= Department of Physics (Illinois Institute of Technology) =

The Department of Physics is an academic department at the Lewis College of Science and Letters at the Illinois Institute of Technology in Chicago, Illinois, United States.

It offers undergraduate academic programs including B.S. in physics, applied physics, and physics education and graduate programs in physics and health physics. Many notable physicists have both taught and studied at IIT including Nobel Prize for Physics laureates Leon M. Lederman and Jack Steinberger.

==Academics==
===Undergraduate academics===
Bachelor of Science degrees are given in: Applied Physics, Astrophysics, Physics, and Physics Education. There are also Co-terminal Bachelor of Science degree programs in Physics/Master of Science in Physics and in Physics/Master of Health Physics.

===Graduate academics===
Master's degrees are given in: Health Physics, Applied Physics, and Physics.
The Doctor of Philosophy degree in Physics is also offered.

==Current research==
Current research includes:
- Involvement in the Double Chooz collaboration. The experiment is intended to measure the θ_{13} neutrino mixing angle.
- The MINOS experiment at Fermilab which studies neutrino oscillations.
- The Daya Bay Reactor Neutrino Experiment. The experiment performed a precision measurement of the θ_{13} neutrino mixing angle.
- The MicroBooNE experiment. A short baseline accelerator neutrino experiment for the development of LAr technologies. Plan to study the MiniBooNE low-energy excess and perform cross section measurements of neutrino interactions in LAr.
- The PROSPECT experiment. A short baseline reactor antineutrino experiment searching for evidence of sterile neutrinos and a precision measurement of the U235 spectrum.
- International Muon Ionization Cooling Experiment

==History==

Faculty timeline

==Notable people==
Leon M. Lederman, winner of the 1988 Nobel Prize for Physics, discoverer of the bottom quark, and Director Emeritus of Fermilab was a professor at IIT.

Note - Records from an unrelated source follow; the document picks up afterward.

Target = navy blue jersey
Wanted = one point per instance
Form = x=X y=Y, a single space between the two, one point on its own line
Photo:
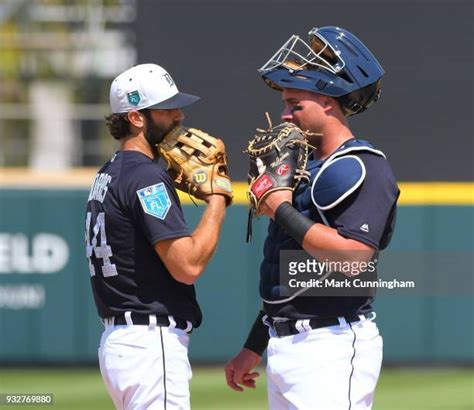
x=133 y=205
x=367 y=215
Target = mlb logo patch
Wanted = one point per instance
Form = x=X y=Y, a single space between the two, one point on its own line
x=133 y=98
x=155 y=200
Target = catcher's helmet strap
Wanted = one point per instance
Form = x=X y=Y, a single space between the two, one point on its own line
x=336 y=181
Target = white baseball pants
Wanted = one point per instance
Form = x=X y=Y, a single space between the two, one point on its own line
x=146 y=367
x=331 y=368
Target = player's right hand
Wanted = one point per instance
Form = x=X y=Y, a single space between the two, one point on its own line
x=238 y=370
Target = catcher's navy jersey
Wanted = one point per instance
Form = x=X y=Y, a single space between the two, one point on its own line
x=368 y=216
x=132 y=205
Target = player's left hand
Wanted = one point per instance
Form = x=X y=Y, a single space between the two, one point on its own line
x=238 y=370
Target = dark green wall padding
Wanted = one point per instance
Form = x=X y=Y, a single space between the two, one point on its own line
x=67 y=329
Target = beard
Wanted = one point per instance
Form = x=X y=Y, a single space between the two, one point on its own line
x=156 y=132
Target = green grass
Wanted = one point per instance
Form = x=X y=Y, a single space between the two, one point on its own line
x=407 y=389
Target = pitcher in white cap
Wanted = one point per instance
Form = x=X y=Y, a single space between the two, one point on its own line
x=143 y=260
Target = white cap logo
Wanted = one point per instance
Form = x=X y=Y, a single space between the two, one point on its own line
x=147 y=86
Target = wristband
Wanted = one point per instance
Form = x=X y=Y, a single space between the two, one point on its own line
x=258 y=337
x=294 y=223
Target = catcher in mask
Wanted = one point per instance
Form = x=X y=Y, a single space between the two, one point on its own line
x=143 y=260
x=323 y=345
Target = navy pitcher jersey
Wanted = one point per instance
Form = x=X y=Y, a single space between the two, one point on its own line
x=133 y=205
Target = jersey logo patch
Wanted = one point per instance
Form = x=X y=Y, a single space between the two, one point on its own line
x=155 y=200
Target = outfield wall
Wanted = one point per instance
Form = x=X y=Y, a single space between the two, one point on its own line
x=47 y=313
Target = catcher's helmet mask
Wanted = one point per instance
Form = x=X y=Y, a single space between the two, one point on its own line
x=333 y=62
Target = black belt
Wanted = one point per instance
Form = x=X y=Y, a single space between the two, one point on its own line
x=144 y=319
x=293 y=327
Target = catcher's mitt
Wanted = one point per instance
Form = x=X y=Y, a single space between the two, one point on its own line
x=278 y=158
x=197 y=162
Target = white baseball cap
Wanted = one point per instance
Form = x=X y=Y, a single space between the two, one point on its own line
x=147 y=86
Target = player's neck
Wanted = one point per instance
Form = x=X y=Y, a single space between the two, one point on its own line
x=332 y=139
x=137 y=143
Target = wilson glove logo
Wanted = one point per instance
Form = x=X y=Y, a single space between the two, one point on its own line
x=200 y=177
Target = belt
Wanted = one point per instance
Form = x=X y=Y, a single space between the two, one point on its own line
x=149 y=319
x=293 y=327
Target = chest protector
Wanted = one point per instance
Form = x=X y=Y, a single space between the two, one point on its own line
x=332 y=180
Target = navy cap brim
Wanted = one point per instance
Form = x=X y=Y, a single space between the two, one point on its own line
x=179 y=100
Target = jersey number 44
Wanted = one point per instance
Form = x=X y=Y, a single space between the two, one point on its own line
x=103 y=251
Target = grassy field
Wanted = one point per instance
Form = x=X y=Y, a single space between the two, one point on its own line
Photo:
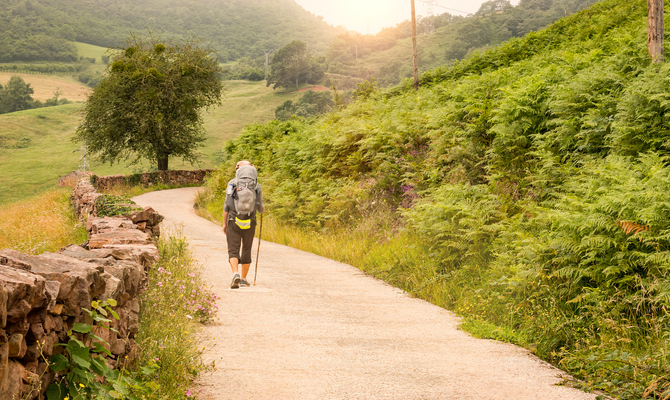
x=45 y=86
x=36 y=147
x=90 y=51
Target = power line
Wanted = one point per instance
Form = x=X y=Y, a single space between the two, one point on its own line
x=450 y=9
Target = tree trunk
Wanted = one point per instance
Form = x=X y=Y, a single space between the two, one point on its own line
x=415 y=62
x=655 y=38
x=162 y=162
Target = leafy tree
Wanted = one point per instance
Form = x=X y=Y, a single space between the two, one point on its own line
x=290 y=65
x=148 y=106
x=16 y=96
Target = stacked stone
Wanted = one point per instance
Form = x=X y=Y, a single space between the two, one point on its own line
x=175 y=178
x=41 y=297
x=84 y=197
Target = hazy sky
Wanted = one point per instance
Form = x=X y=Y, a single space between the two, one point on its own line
x=356 y=14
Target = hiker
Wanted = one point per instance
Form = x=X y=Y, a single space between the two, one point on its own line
x=243 y=198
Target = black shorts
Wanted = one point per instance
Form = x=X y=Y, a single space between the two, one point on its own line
x=240 y=239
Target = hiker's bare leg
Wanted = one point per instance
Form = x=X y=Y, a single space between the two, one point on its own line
x=234 y=262
x=245 y=270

Robert F. Christy taught at IIT before going on to be a part of the Manhattan Project. His insights greatly simplified the design of a plutonium based warhead; the solid-core plutonium model is often referred to as the "Christy gadget".

Lee De Forest, one of "the fathers of the electronic age" and the man who brought sound to motion pictures was an IIT physics faculty member.

The world's first radio astronomer, Grote Reber, is an IIT alum.

Watts Humphrey, "Father of software quality", earned a master's degree in physics from IIT.

Jack Steinberger studied at IIT before dropping out to support his family. He later won the 1988 Nobel Prize for Physics.

Sidney Coleman, best known for his contributions to quantum field theory, received his B.S. from IIT. Nobel laureate Sheldon Glashow says of Coleman, ""He's not a Stephen Hawking; he has virtually no visibility outside. But within the community of theoretical physicists, he's kind of a major god. He is the physicist's physicist."

Raymond A. Serway, author of several undergraduate physics textbooks, received his doctorate from the Illinois Institute of Technology.